A cantora portuguesa vai atuar na cerimónia de atribuição do prémio, dia 1 de fevereiro, transmitida em direto no canal televisivo France3 e na estação de rádio France Musique.

“É a primeira vez que um estrangeiro pode ganhar este prémio e, portanto, a primeira vez que um português pode ganhar este prémio”, sublinhou à agência Lusa Raquel Camarinha, para quem a nomeação é “uma honra” e “permite uma grande visibilidade”.

A soprano, de 30 anos, diz que este “é um dos mais importantes prémios para a música clássica em França e mesmo a nível internacional. Portanto, é um cartão-de-visita muito bom. Só o facto de estar nomeada já permite que, durante um mês, haja os vídeos que circulam na internet.

Além do voto do júri, que conta 50% para a decisão, o público também conta e pode votar até 31 de janeiro nos prémios Victoires de La Musique Classique.

Em Paris desde 2009

Raquel Camarinha, natural de Braga, vive em Paris desde 2009, onde interpretou quatro óperas no Théâtre du Châtelet – Orlando Paladino, de Haydn, O Rei Pastor, de Mozart, La Pietra del Paragone, de Rossini, e Carmen La Cubana.

Ainda que esteja “mais especializada em ópera, no repertório barroco e clássico”, nomeadamente em Handel, Bach, Mozart, Rossini, Donizetti, a cantora também faz recitais de canção de câmara, com repertório de ‘mélodie française’ de Debussy, Fauré e Poulenc e de ‘lied’ alemão de Schubert, Schumann, Wolf e Brahms, gostando ainda de participar em criações contemporâneas.

A cantora lírica estreou, entre outras, duas óperas do compositor português contemporâneo Luís Tinoco, Evil Machines (2008) e Paint Me (2010), bem comop La Passion de Simone, da finlandesa Kaija Saariaho (2014), e Giordano Bruno, do italiano Francesco Filidei (2015).

Raquel Camarinha começou a estudar música no conservatório da Póvoa de Varzim, licenciou-se em Canto na Universidade de Aveiro, e em 2009 foi para Paris onde tirou dois mestrados em Canto e em Música de Câmara, no Conservatório Nacional Superior de Música e Dança de Paris, obtendo os Diplomas de ‘Artista Intérprete em Canto’ e ‘Artista Intérprete em Repertório Contemporâneo e Criação’.

Em Portugal em abril

“Escolhi Paris por várias razões. Para já, porque é uma cidade muito central na Europa e que me permite deslocar-me muito facilmente para outros países. Eu trabalho frequentemente na Alemanha, na Holanda, na Suíça, em Espanha, em Portugal e, portanto, é bastante central e permite-me facilmente deslocar. Por outro lado, Paris culturalmente é uma cidade fantástica, estão sempre muitas coisas a acontecer”, explica a cantora à agência Lusa.

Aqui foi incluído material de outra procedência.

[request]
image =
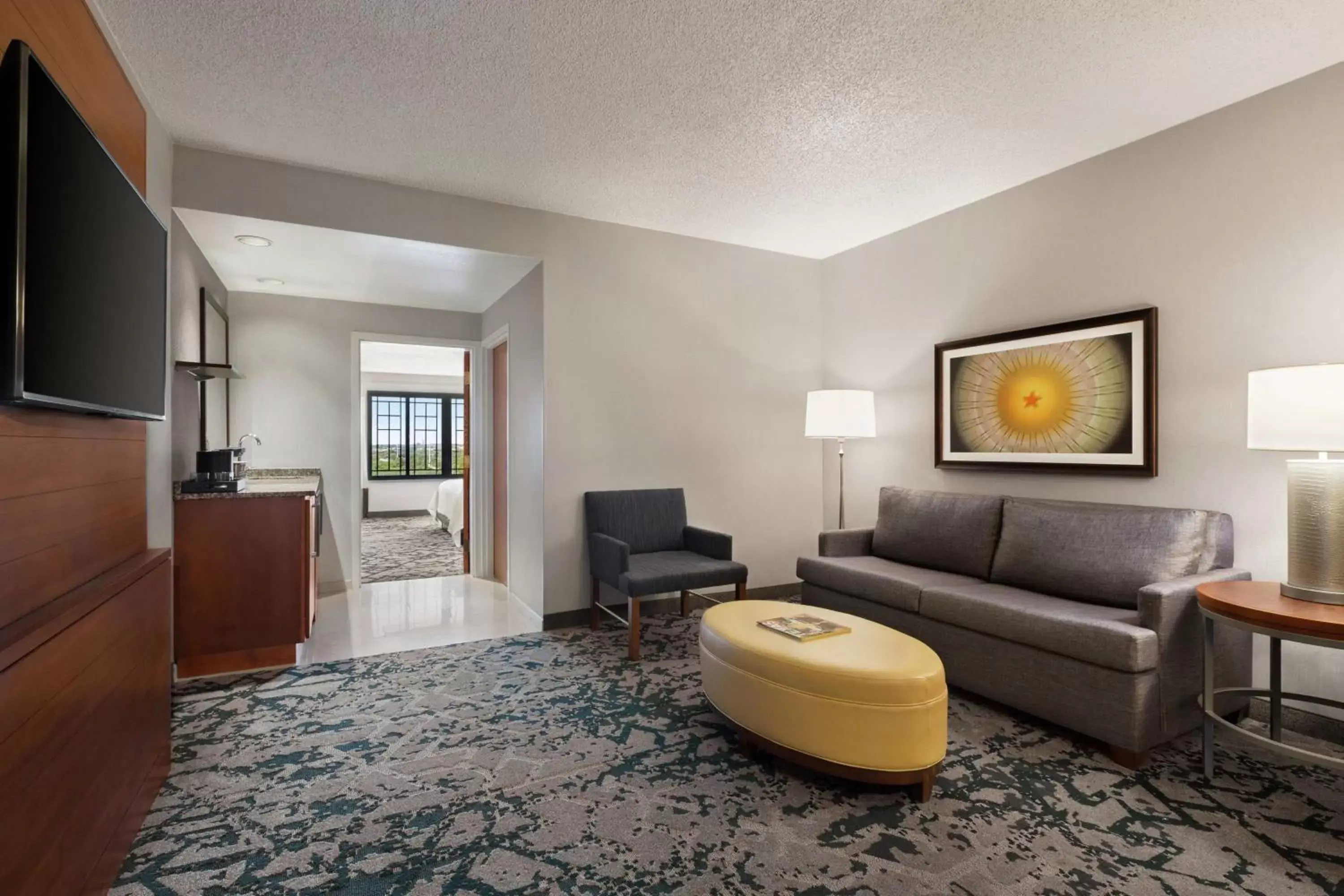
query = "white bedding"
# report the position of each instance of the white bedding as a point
(447, 501)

Raquel Camarinha diz que o regresso a Portugal “é uma possibilidade e gostaria muito”, mas, por enquanto, só mesmo em trabalho, como vai acontecer de 27 a 29 de abril, com a atuação em A Paixão segundo São João, de Bach, com a Orquestra XXI, na Sé Catedral de Viseu, no Teatro Aveirense e no Centro Cultural de Belém, em Lisboa.

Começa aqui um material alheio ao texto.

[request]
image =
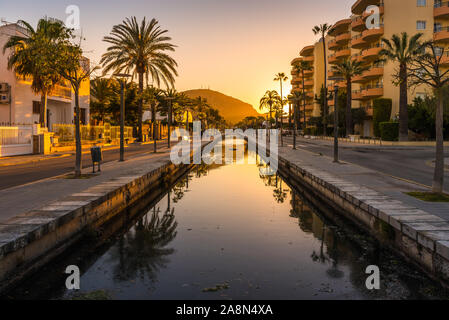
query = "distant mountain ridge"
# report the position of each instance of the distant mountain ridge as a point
(232, 109)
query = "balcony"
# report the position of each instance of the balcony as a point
(357, 95)
(441, 10)
(372, 34)
(344, 53)
(333, 45)
(307, 51)
(309, 58)
(357, 42)
(343, 39)
(371, 92)
(340, 26)
(360, 6)
(358, 24)
(373, 73)
(371, 54)
(441, 34)
(358, 79)
(366, 14)
(332, 59)
(296, 61)
(61, 92)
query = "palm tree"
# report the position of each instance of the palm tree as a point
(271, 100)
(426, 68)
(142, 50)
(301, 68)
(322, 30)
(402, 49)
(101, 91)
(28, 56)
(152, 96)
(347, 69)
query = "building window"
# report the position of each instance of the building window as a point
(36, 107)
(421, 3)
(421, 25)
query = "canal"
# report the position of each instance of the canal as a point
(226, 232)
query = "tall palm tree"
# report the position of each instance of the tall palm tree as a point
(152, 96)
(402, 49)
(140, 49)
(102, 93)
(281, 77)
(271, 100)
(28, 56)
(301, 68)
(348, 69)
(323, 30)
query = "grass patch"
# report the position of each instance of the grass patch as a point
(81, 177)
(429, 196)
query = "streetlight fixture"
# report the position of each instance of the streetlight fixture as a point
(122, 79)
(169, 118)
(336, 79)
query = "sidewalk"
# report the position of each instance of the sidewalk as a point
(21, 199)
(375, 180)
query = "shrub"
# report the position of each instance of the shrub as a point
(389, 131)
(381, 113)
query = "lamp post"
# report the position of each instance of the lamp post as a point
(336, 79)
(122, 79)
(169, 115)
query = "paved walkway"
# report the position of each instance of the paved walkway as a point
(375, 180)
(21, 199)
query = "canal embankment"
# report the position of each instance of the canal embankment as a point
(41, 220)
(377, 203)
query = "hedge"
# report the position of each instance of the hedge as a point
(381, 113)
(389, 131)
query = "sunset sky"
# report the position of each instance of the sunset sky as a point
(232, 46)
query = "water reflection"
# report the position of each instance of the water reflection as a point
(231, 224)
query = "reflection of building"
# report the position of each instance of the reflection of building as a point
(350, 38)
(24, 107)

Entretanto, a soprano portuguesa vai atuar este sábado na Philarmonie de Paris, com o espetáculo Turbulences Vocales. Depois vai estar no festival de música clássica Folles Journées de Nantes (2 de fevereiro), em Nîmes (23 de fevereiro), na Villa Medicis, em Roma (2 de março), na Cathédrale des Invalides, em Paris (12 de abril), e no Thêatre des Champs Elysées, também na capitak francesa, em junho.

Raquel Camarinha está ainda a preparar, com o pianista francês Yoan Héreau, a gravação de um CD com a integral das melodias de Chopin, para ser editado em França.